It has been hard to find the actual terms of the truce agreement between Israel and Hamas (officially, the PA).

The closest I’ve seen was published in Arabic at Youm7:

The [Egyptian Foreign] Ministry said in a statement, “in order to preserve the lives of innocent people and to prevent bloodshed, and on the basis of the Egyptian Initiative of 2014 and Cairo understandings of 2012, Egypt has invited Israeli and Palestinian sides to a comprehensive ceasefire in conjunction with the opening of the crossings between the Gaza Strip and Israel, in order to achieve the speed of entry of humanitarian aid and relief kits for reconstruction , and fishing, from 6 nautical miles, and the continuation of indirect negotiations between the parties on other topics within a month of the start of the ceasefire. ….Egypt reiterates its firm commitment to turn, which is dictated by the facts of history and geography, and responsibilities of national and Arab, regional, and what emerges from that work to achieve the aspirations of the Palestinian people and support their leadership, and concern for the promotion of peace and stability in the region through the establishment of an independent Palestinian state to achieve peace and security in the region, which would contribute to the prosperity and well-being of all its countries and peoples.

That is a hell of a vague statement.

The only concrete part is Israel re-opening the Kerem Shalom and Erez crossings that never closed (they are not going to open the old crossings) to allow construction materials, and to extend the fishing zone to 6 nautical miles – which Israel did after Operation Pillar of Defense, and then reportedly shortened it over time. All the other stuff Hamas is claiming – that they will build a sea port and an airport and everything else – is fantasy.

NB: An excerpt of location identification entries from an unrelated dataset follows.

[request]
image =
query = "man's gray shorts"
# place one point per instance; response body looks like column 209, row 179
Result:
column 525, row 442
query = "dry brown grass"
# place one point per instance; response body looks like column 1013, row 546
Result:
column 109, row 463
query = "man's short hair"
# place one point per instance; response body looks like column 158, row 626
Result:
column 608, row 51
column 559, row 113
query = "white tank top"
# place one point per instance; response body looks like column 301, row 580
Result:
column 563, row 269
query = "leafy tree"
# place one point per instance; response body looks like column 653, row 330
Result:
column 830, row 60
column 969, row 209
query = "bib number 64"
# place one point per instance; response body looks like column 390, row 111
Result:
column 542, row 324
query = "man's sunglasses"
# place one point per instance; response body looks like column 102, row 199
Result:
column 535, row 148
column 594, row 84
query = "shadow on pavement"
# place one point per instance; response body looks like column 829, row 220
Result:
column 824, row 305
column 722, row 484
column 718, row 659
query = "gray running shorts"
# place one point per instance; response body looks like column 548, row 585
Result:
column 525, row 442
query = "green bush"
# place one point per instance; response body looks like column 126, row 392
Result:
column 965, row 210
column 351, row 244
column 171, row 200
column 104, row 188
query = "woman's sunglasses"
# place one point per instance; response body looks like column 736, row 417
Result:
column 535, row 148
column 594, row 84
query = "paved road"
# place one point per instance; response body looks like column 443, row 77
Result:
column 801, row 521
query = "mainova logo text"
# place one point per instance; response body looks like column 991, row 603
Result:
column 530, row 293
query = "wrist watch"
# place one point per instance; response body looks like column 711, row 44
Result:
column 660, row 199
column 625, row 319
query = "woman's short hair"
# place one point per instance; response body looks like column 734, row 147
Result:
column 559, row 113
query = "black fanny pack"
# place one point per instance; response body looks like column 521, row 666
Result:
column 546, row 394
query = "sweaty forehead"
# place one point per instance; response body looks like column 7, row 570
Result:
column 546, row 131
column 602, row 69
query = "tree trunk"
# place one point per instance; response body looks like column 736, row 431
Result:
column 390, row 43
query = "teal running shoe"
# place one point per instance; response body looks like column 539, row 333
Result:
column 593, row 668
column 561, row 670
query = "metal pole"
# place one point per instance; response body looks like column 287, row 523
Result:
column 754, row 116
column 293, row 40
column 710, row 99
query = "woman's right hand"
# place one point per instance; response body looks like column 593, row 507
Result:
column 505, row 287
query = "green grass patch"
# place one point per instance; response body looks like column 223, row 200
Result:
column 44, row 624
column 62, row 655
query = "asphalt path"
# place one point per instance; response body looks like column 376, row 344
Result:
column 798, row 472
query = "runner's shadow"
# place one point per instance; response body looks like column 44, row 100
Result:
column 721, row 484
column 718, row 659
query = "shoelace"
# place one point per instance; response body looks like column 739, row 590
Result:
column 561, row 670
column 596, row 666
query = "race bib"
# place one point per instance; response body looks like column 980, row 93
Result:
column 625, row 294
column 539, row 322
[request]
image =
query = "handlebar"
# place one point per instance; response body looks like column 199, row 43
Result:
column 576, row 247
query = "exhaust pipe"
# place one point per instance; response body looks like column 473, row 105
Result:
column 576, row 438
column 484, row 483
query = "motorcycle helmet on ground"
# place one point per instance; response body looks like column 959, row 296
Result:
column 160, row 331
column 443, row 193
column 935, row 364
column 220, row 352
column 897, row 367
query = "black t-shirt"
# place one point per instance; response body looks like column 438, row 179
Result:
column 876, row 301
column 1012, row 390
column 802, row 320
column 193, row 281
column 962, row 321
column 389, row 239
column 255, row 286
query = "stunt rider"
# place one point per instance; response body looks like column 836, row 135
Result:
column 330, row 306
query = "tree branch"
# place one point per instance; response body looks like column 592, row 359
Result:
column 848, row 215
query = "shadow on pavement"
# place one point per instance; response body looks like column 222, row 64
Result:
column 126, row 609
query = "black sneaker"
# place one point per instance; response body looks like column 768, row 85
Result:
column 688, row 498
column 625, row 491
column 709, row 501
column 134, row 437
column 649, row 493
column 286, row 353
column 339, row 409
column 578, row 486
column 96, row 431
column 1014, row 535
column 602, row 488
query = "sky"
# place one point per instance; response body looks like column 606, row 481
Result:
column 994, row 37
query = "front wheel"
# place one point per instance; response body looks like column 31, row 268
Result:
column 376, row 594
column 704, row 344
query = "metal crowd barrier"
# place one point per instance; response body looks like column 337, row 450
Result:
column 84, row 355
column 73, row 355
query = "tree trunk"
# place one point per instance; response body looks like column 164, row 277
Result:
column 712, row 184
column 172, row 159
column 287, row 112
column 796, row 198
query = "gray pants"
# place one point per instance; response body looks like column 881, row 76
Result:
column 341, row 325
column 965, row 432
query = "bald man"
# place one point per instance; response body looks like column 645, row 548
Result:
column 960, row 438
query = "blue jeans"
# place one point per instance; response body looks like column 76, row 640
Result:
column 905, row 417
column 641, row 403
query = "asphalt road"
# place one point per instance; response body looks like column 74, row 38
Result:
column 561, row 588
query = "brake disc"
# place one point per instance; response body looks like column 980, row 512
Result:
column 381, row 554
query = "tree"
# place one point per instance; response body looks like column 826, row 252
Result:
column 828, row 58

Almost certainly Israel will only allow construction materials into Gaza that go through NGOs. That doesn’t mean that they won’t be diverted, as they had been before, so it remains to be seen whether there will be additional restraints or controls on the dual-use items.

It is very clear that Hamas got very little more than they would have gotten during the first cease-fire proposal by Egypt before the ground invasion. The six mile fishing zone is mostly symbolic, that section of the Mediterranean is already overfished. Hamas celebrations are completely for pride.

Hamas is probably counting on being able to divert much of the international aid that will pour in.

Will the PA be able to leverage this into returning to a position of control in Gaza, especially Rafah? Egypt no doubt will push for that as a condition to re-open Rafah the way it was under the Muslim Brotherhood.

We won’t know if this truce will be worth it for years – if Hamas holds its fire and the fire of its partners. But we do know that Israel didn’t promise any of the things that Hamas is claiming.